ベトナムが高い成長を見せるようになったきっかけは市場経済化という政策の転換が挙げられます。またその成長をけん引してきたのが海外からの直接投資(Foreign Direct Investment:FDI)です。2018年のFDIは前年比9.1%増で過去最高となりました。

ベトナムはFDI 誘致のため、ベトナム政府は多額の ODA を使ってインフラ整備を進めてきました。日本もベトナムのインフラ整備のために多額の二国間援助をしてきています。しかし、ベトナム政府のこのような戦略は膨大な対外借入額の累積につながります。国際機関からも過剰債務が積み重なることで、正常な財政活動がおこなえなくなる危険性が指摘されるようになりました。

ベトナム政府もこのリスクを認識して公的債務残高を GDPの65%以下にするというシーリングを設けました。ところが2016年にはその上限に近づいたため、ODAによるインフラ建設工事の進捗や代金支払いが滞るというトラブルが勃発しています。

成長をけん引するためのライフラインであるFDIを維持するためには、インフラの整備が欠かせません。しかし、支払いが難しくなればベトナム政府の世界的な信認も悪化してしまいます。

「対ベトナム投資の国別累積動向」(2019年3月20日時点)をみると、最も認可額が多いのが韓国、それに日本、シンガポール、台湾と続きます。ベトナムは税制優遇や安価な労働力などの面で他国よりも優位な環境にあり、今後もFDIは増加基調が続くでしょう。財政収支の慢性的な赤字やインフラ整備のために使ったODAによる公的債務残高は今後も残された課題です。

日本からベトナムへの投資動向

日本からベトナムへの投資動向
日本からベトナムへのFDIは認可額でみると、2008年が最大で700億ドルという規模にまで膨らみました。これは2007年にベトナムがWTO に加盟したことで、投資環境が大幅に改善されるとの期待感から、投資先としてベトナムの魅力が注目されるようになったことが要因です。2008年は、製油所、製鉄所、港湾といった大型投資案件が増加しました。そのため、認可件数自体は2007年と変わらないものの、認可額が大きくなっています。

近年のFDI認可額は2010年ごろと同じ150億ドル前後の水準で推移しています。しかし、その一方でFDIの認可件数は2000件を超え、2010年の倍以上に増加しました。ここからわかるのは大型のFDI案件ではなく、小規模のFDI案件が増加しているということです。つまり中小企業のベトナム進出が目立つようになっています。

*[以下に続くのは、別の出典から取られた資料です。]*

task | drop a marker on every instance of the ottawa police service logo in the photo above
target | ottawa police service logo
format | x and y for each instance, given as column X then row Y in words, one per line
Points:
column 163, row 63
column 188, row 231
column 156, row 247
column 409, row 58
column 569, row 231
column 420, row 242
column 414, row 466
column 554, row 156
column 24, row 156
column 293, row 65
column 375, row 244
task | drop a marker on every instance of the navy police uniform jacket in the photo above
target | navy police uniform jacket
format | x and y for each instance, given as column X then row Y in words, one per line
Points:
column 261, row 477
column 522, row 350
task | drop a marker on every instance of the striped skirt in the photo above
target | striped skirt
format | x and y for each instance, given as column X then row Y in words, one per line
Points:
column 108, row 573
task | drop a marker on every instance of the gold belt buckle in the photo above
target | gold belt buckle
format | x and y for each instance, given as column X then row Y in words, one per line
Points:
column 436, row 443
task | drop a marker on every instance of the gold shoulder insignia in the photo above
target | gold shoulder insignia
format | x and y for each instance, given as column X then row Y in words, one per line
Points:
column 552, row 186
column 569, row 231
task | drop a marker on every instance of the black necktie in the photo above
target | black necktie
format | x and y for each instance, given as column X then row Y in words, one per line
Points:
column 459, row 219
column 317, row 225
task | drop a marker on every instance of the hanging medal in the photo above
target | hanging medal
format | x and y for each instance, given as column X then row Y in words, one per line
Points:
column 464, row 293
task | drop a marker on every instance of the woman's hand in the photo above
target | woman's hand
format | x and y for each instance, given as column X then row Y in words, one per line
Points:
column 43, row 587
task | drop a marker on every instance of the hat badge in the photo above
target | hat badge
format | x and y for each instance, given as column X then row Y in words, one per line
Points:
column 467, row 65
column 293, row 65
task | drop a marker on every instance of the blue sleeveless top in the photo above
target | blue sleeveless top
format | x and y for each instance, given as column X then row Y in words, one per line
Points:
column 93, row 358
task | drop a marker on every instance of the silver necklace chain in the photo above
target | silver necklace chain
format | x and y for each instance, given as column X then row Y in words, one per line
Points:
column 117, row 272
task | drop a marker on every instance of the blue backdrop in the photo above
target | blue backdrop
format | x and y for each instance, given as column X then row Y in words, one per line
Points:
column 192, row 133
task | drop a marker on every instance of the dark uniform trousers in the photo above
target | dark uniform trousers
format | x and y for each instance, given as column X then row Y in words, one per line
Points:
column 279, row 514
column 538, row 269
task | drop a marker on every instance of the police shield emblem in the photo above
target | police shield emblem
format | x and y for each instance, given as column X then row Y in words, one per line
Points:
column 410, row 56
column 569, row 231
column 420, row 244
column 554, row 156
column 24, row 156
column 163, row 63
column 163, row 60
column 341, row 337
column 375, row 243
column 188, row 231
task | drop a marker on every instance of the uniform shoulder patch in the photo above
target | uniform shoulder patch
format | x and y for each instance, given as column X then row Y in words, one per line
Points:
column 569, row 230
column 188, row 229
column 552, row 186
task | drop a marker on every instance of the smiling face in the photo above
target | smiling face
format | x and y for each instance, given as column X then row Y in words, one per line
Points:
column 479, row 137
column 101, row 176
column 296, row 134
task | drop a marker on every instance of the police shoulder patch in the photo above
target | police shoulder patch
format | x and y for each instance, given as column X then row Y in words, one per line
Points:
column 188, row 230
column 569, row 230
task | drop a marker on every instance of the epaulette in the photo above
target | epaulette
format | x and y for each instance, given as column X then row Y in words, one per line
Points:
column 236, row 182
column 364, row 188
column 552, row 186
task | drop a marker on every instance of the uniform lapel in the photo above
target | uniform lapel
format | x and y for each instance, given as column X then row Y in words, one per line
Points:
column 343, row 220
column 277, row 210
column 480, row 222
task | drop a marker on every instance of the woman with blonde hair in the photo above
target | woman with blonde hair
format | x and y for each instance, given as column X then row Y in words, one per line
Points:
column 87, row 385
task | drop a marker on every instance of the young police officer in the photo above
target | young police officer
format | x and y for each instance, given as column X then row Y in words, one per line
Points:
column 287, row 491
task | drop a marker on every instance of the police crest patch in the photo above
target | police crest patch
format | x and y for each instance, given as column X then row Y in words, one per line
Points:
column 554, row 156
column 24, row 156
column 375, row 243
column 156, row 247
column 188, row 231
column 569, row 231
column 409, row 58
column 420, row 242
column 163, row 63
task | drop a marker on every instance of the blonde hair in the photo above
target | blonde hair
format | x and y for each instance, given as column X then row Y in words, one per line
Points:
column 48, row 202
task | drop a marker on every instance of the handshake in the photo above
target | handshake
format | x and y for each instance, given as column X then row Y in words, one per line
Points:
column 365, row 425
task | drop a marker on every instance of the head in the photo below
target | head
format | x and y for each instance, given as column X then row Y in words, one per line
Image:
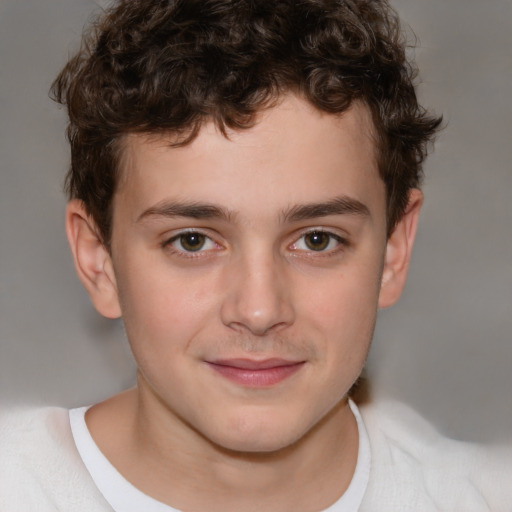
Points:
column 171, row 66
column 244, row 193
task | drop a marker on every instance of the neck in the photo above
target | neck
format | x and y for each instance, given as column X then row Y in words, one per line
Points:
column 154, row 447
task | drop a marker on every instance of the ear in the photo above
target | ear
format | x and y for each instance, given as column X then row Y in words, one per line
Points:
column 398, row 252
column 93, row 263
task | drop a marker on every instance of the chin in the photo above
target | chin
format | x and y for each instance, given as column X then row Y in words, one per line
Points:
column 256, row 434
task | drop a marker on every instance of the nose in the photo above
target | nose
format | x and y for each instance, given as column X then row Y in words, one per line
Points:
column 258, row 296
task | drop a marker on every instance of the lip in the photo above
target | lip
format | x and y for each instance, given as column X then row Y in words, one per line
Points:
column 256, row 373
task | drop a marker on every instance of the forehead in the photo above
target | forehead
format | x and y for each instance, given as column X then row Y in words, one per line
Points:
column 292, row 153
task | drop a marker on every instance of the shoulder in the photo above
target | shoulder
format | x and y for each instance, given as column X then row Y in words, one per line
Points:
column 40, row 469
column 413, row 464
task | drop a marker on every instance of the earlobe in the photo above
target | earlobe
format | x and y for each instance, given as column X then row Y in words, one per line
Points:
column 92, row 260
column 398, row 252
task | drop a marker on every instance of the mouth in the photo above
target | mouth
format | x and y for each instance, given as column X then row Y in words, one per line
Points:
column 256, row 374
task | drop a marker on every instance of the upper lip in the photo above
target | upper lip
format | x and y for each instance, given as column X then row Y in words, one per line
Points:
column 253, row 364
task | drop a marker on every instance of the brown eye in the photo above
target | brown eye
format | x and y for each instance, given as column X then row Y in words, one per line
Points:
column 192, row 241
column 317, row 240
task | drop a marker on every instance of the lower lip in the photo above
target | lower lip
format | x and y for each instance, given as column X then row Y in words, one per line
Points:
column 257, row 378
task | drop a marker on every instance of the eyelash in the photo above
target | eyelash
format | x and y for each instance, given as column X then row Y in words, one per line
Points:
column 342, row 243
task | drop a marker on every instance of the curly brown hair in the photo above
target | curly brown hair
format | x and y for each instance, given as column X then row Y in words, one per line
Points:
column 170, row 65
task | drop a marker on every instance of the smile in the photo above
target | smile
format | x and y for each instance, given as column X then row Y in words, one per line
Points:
column 256, row 374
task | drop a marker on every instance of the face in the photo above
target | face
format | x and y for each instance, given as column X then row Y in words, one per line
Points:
column 248, row 270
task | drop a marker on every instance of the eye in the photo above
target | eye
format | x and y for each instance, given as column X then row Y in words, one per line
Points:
column 318, row 241
column 191, row 241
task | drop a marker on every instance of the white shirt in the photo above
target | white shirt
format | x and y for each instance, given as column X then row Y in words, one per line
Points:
column 124, row 497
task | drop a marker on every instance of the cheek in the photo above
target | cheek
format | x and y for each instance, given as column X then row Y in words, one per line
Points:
column 163, row 310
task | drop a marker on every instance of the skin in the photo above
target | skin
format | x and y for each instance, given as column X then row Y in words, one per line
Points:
column 270, row 277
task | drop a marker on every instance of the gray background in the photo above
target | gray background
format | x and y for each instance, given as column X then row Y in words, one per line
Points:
column 445, row 348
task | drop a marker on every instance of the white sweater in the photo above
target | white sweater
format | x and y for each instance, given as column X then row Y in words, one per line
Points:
column 414, row 469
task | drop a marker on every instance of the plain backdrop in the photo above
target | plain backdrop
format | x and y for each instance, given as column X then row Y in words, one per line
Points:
column 445, row 348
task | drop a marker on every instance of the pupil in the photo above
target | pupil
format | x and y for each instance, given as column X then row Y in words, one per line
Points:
column 192, row 241
column 317, row 241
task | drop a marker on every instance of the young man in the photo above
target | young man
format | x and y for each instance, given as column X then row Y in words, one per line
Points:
column 244, row 193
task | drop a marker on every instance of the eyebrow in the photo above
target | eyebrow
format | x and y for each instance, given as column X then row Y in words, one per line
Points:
column 338, row 206
column 342, row 205
column 191, row 210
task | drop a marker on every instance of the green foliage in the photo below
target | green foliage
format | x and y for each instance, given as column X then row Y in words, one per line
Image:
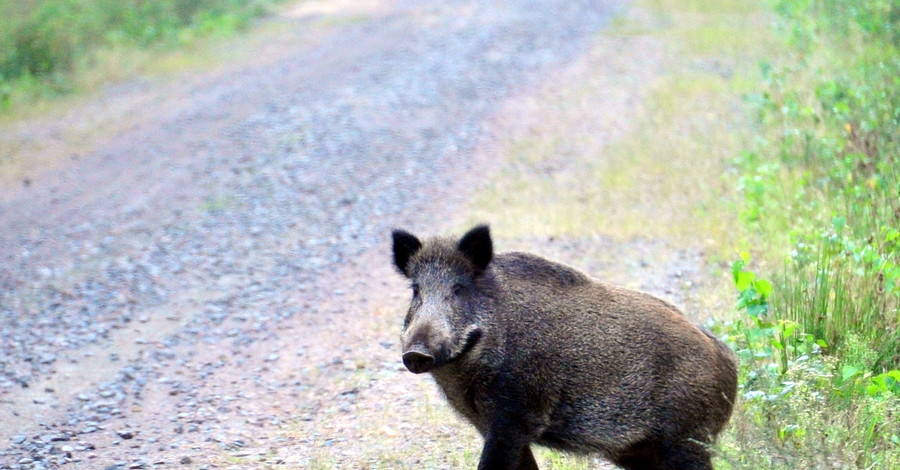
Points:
column 46, row 39
column 825, row 178
column 820, row 345
column 802, row 408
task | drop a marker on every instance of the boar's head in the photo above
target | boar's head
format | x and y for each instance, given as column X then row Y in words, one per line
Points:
column 446, row 278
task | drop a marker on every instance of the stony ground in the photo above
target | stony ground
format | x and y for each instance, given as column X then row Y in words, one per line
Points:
column 204, row 281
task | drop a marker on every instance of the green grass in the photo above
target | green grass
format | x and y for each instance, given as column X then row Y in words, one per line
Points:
column 772, row 128
column 46, row 45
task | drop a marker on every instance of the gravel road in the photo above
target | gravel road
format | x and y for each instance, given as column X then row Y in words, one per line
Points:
column 155, row 289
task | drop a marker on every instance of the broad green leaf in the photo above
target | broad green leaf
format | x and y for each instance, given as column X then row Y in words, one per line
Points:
column 848, row 372
column 763, row 286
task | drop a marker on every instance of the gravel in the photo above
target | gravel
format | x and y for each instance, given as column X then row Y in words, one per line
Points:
column 212, row 229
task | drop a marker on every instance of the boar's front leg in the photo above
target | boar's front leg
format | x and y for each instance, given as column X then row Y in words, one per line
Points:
column 506, row 448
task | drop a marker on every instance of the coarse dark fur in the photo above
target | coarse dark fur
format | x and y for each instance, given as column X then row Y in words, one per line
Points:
column 533, row 351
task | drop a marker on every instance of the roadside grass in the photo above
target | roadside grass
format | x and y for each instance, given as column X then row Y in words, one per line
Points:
column 772, row 129
column 51, row 49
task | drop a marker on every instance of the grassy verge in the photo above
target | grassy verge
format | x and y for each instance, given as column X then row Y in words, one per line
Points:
column 771, row 130
column 52, row 48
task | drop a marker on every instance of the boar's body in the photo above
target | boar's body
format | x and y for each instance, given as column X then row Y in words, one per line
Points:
column 568, row 362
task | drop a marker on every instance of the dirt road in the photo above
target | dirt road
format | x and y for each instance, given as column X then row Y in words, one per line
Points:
column 204, row 282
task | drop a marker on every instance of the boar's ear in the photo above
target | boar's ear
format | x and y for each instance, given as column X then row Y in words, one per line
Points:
column 477, row 246
column 405, row 245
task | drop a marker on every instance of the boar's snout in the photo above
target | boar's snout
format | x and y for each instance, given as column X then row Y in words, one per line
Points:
column 418, row 362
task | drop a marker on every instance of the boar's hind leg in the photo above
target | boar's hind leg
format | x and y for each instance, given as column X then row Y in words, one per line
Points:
column 687, row 455
column 501, row 453
column 643, row 455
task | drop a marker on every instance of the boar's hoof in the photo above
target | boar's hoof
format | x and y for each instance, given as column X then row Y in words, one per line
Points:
column 418, row 362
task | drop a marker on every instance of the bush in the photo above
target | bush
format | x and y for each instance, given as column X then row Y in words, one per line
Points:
column 46, row 39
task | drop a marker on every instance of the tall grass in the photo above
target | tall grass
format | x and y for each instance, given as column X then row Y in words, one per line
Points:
column 826, row 178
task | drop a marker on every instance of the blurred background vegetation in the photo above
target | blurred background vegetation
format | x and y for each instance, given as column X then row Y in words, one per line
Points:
column 43, row 42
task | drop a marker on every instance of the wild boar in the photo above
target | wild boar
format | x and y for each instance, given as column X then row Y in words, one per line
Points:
column 531, row 351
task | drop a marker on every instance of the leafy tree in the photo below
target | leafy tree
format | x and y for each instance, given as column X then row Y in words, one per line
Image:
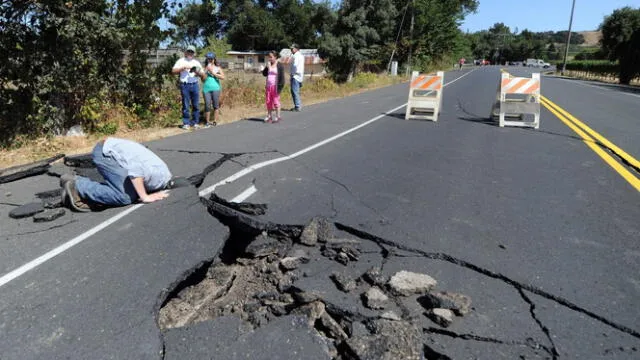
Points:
column 53, row 61
column 255, row 28
column 196, row 23
column 620, row 39
column 217, row 46
column 361, row 29
column 561, row 37
column 63, row 61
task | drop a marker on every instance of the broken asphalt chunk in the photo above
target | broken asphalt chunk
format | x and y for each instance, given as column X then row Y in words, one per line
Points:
column 375, row 277
column 442, row 317
column 309, row 234
column 263, row 246
column 375, row 298
column 22, row 171
column 460, row 304
column 313, row 311
column 331, row 327
column 390, row 315
column 407, row 283
column 290, row 263
column 79, row 161
column 317, row 230
column 390, row 340
column 26, row 210
column 48, row 215
column 243, row 207
column 343, row 282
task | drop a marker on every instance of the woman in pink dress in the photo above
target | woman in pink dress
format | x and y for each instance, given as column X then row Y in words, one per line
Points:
column 274, row 71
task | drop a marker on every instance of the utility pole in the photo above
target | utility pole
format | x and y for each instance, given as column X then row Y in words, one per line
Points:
column 566, row 50
column 413, row 2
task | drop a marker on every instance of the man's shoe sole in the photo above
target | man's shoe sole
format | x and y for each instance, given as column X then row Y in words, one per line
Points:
column 72, row 204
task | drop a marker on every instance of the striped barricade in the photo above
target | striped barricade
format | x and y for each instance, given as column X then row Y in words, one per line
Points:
column 425, row 96
column 518, row 101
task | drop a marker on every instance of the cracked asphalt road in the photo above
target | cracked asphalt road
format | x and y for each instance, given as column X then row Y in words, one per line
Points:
column 537, row 207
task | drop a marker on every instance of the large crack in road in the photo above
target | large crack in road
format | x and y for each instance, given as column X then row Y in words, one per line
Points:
column 267, row 271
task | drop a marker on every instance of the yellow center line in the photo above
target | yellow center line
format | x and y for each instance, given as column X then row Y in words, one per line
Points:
column 624, row 155
column 591, row 143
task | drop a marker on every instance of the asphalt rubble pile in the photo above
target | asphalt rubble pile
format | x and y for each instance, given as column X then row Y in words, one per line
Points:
column 334, row 282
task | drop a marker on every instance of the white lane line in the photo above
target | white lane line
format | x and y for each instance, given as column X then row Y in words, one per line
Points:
column 80, row 238
column 257, row 166
column 604, row 89
column 245, row 194
column 64, row 247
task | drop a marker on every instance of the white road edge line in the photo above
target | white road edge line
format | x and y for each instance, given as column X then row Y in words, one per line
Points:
column 64, row 247
column 604, row 89
column 14, row 274
column 245, row 194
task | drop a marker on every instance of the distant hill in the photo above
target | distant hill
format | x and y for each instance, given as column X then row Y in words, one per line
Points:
column 591, row 38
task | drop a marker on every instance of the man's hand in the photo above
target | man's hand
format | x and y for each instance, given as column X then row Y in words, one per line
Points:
column 157, row 196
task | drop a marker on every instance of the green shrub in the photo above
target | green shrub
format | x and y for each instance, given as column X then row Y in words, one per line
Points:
column 599, row 67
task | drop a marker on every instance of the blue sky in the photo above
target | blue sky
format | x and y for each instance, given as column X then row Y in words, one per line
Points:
column 541, row 15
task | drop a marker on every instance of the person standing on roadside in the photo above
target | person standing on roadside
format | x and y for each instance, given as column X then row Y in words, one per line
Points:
column 189, row 70
column 212, row 88
column 297, row 76
column 274, row 71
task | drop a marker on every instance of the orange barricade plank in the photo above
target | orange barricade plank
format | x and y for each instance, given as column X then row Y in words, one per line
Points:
column 430, row 82
column 417, row 81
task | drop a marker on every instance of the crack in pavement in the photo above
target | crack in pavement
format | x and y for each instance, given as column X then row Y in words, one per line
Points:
column 237, row 221
column 532, row 307
column 197, row 179
column 215, row 152
column 495, row 275
column 530, row 343
column 383, row 219
column 9, row 204
column 43, row 230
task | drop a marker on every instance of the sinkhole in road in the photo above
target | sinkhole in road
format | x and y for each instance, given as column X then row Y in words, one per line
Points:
column 331, row 280
column 333, row 277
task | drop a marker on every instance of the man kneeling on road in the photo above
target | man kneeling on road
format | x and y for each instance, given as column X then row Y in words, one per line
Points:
column 131, row 173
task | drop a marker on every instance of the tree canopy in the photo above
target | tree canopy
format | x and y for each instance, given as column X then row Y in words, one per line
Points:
column 621, row 41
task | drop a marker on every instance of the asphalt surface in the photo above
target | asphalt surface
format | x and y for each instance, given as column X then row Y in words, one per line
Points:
column 537, row 206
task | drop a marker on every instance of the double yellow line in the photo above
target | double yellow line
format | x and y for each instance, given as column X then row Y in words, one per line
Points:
column 596, row 142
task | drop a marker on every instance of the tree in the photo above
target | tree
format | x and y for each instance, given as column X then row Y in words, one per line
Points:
column 361, row 29
column 217, row 46
column 620, row 33
column 64, row 60
column 53, row 61
column 196, row 23
column 256, row 28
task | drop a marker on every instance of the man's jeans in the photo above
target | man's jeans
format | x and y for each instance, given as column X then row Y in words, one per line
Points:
column 117, row 189
column 190, row 97
column 295, row 92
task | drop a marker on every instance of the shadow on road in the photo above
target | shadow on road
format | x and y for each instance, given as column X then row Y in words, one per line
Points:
column 479, row 120
column 255, row 119
column 396, row 115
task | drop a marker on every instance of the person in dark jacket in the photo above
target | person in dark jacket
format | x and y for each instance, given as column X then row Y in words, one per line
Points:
column 274, row 71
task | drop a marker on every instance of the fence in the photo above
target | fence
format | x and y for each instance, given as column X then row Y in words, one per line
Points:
column 596, row 70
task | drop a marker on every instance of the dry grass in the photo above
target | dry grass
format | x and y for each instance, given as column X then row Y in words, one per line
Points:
column 591, row 38
column 314, row 91
column 595, row 77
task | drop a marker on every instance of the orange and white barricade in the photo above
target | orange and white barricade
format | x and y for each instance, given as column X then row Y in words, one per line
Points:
column 425, row 96
column 518, row 101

たとえば近年、小売や飲食店などの小規模な案件、また大型組立工場に部品を提供する企業などの案件が増えています。従来のベトナム進出は輸出加工型企業が中心でしたが、食品や消費財などの製造業など内需を狙った企業も進出してきています。

まとめ

ベトナムは投資先としてのポテンシャルが高く、労働集約型産業からの需要も高い国です。ただし、インフラの未整備や制度については課題も多いでしょう。もともと労働集約型産業であるアパレルや靴などの外資企業が多く参入していましたが、2000年代後半になるとサムスンやLGをはじめとする韓国企業の進出により、エレクトロニクス関連の製品の輸出が増大しています。

高度な産業を育成するためにはベトナムでも今後はワーカークラスの人材だけでなく、マネージャークラスの人材の育成などを通じてより高付加価値の創出が目標となります。成長率を武器にして外資を算入するだけでなく、外資企業から技術移転することで地場産業の育成を目指すなど生産性の改善も求められます。生産労働人口の減少が問題視される日本企業にとってもベトナムへの投資は魅力的といえるでしょう。